Desde há décadas que os cientistas sabem que o clima está a mudar e que são grandes os riscos de uma mudança descontrolada, inevitável se não se tomarem medidas eficazes em tempo oportuno.

As opiniões públicas, quer ocidentais quer orientais, formadas e "informadas" pelos respectivos 'media', demoraram ou têm demorado bastante mais tempo a conhecer e reconhecer esses riscos. Só depois da eleição de Obama para presidente do EUA é que este país, o maior poluidor internacional, decidiu assinar o Protocolo de Kyoto sobre as mudanças climatéricas.

Apesar da enormidade do drama das populações com fome, sem água potável, quase sem cuidados de saúde e sem serviços de educação, a consciência universal desse problema é reduzida.

A consciência social e ética e o empenhamento de um número crescente de pessoas tem levado a uma progressiva consciencialização deste e doutros problemas, sem, no entanto, ser suficiente, ainda, para alterar de forma significativa, o estado das coisas.

Do ponto de vista social, este segundo drama da sociedade de consumo em que ainda vivemos, não é menor do que o primeiro.

Estas realidades levantam preocupações e interrogações. Será que uma e outra coisa são inevitáveis e nada há a fazer para as modificar?

De facto, a sustentabilidade é incompatível com o modelo cultural e de sociedade em que temos vivido e com o aumento crescente e descontrolado da população mundial e com o seu progressivo envelhecimento. Queiramos ou não, a humanidade precisa de encontrar soluções que tornem sustentável, ambiental e socialmente, a sociedade a nível planetário.

As recentes crises financeira e monetária vieram lançar sinais de alerta. Afinal os sistemas financeiro e monetário, dois dos pilares da economia e da sociedade em que temos vivido, não são tão sólidos quanto parecia.

A rápida ascensão da China, como potência industrial, e da própria Índia e dos restantes dois BRIC (Brasil e Rússia), a sua concorrência imbatível que determinou já o encerramento de tantas unidades fabris em Portugal e em todo o mundo ocidental, já alteraram de forma quase radical o sistema de trocas internacional.
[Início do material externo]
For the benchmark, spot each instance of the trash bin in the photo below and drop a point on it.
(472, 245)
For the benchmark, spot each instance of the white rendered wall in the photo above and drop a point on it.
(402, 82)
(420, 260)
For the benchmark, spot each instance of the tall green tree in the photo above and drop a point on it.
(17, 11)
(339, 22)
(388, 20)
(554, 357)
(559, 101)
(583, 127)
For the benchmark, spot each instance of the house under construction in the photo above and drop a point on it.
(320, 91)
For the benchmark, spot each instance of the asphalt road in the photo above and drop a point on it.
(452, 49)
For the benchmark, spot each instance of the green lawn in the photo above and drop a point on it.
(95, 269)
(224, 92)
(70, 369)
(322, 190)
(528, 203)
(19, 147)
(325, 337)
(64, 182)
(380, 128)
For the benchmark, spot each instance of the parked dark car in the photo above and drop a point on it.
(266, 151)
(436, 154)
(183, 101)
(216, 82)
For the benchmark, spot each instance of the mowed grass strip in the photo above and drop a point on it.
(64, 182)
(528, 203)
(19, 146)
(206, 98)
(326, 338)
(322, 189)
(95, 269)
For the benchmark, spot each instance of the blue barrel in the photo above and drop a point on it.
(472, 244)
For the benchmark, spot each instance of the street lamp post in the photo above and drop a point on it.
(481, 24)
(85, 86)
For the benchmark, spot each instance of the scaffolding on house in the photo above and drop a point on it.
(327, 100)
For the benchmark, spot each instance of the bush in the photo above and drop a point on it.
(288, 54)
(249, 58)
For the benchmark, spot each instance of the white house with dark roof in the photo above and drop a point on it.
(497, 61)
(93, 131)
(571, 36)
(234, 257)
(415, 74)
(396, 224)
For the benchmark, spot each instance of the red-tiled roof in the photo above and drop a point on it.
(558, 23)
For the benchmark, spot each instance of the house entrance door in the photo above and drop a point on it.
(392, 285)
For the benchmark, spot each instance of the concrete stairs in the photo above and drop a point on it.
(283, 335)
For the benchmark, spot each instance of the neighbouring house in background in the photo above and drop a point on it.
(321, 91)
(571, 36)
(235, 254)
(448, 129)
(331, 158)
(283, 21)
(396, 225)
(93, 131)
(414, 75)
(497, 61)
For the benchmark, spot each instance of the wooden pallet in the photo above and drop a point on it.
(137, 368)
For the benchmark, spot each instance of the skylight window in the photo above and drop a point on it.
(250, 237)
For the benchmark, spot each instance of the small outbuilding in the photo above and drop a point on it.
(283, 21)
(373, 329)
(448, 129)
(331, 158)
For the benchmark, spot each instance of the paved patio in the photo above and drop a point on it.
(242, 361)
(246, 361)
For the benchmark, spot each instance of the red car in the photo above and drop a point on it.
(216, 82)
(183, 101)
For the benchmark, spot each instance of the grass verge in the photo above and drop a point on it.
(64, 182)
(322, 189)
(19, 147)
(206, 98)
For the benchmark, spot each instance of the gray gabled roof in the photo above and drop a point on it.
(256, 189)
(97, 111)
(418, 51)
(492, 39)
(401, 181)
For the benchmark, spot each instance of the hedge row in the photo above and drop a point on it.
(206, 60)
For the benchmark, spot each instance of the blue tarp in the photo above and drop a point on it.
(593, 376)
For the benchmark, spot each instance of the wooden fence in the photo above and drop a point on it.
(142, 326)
A proposta de criação de uma moeda mundial para as trocas internacionais, que substituísse as moedas nacionais, nomeadamente o dólar, ou de grupos de países, como o euro ou a libra, apresentada pelo Brasil e a Rússia, chama a atenção para a possibilidade de alternativas que, a concretizarem-se, serão autênticas revoluções no paradigma da economia mundial, com mudanças significativas dos balanços de poder a nível planetário.

Tudo isto são sinais de que a realidade envolvente não só tem que mudar como que está, de facto, a mudar, quer queiramos tomar consciência e participemos nessa mudança, quer não.